At the start of the pandemic, there were many who linked the origin of the virus to Chinese wet markets. Yet these are markets where any kind of fresh produce -and not only wildlife- can be sold. These claims spurred the conversation about the status and regulations surrounding the human connection to wildlife and how it affects animal trade. While some claims were unfair and ill-informed, China is still home to a wide range of world wildlife. In this regard, the situation caused by Covid has inspired revisions and improvements in Chinese wildlife policies.

Yet, in the case of rhino conservations, these revisions and conversations did not have too much impact. It is widely known that one of the main reasons for poaching rhinos is to sell their horns in the black market. Indeed, in traditional Chinese medicine, rhino horns are believed to have healing properties. This belief overlooks the fact that they are made of keratin, the same protein found in hair and nails. Still, revisions of Chinese regulations did not explicitly address the issues involving the illegal trade of rhino horns and poaching of these animals.

Less poaching is not equal to less threat

Save the Rhino’s efforts in 2020 are reflected mainly in the decline in poaching. In 2015 a rhino was killed every 6 hours, now it happens every 12h. Since that year, the number of rhinos poached in Africa every year has dropped from over 1,200 to about 750 in 2019. The decline was even more significant -594 in 2019- in South Africa. The latest rhino statistics released by the South African Government indicate that 394 rhinos were killed by poachers during 2020. While this is still an extremely worrying situation, the figures represent a welcome and much-needed decline since the peak of the poaching crisis. However, due to the long-term poaching pressure, rhino populations have declined significantly in recent years. According to a new report by South Africa National Parks, there are just 3,529 white rhinos and 268 black rhinos left in the Kruger National Park, a historical stronghold for this iconic animal. These shocking numbers really show the full and devastating scale of the poaching crisis.

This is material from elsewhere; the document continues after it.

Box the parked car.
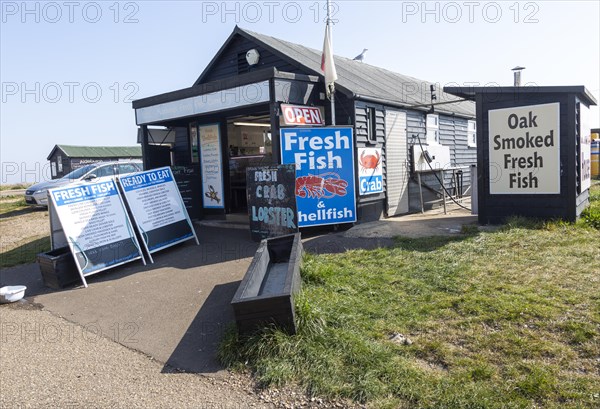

Data collected over the last year points to a general reduction in poaching activity rather than a lower success in poaching attempts. The circumstances of the Covid-19 crisis indicate that the risk of being caught during a period of lockdown has deterred poachers, who turned to other illegal activity such as smuggling. Still, in some areas rangers continue to face with up to 6 poaching incursions per day.

Thankfully, we hope that the declining poaching trend will give rhinos space to recover and increase their population once again. Support from international partners, like the Madrid Zoo and the Parques Reunidos Foundation is important to make sure rangers have the skills, tools and motivation to continue their work to ensure rhino conservation.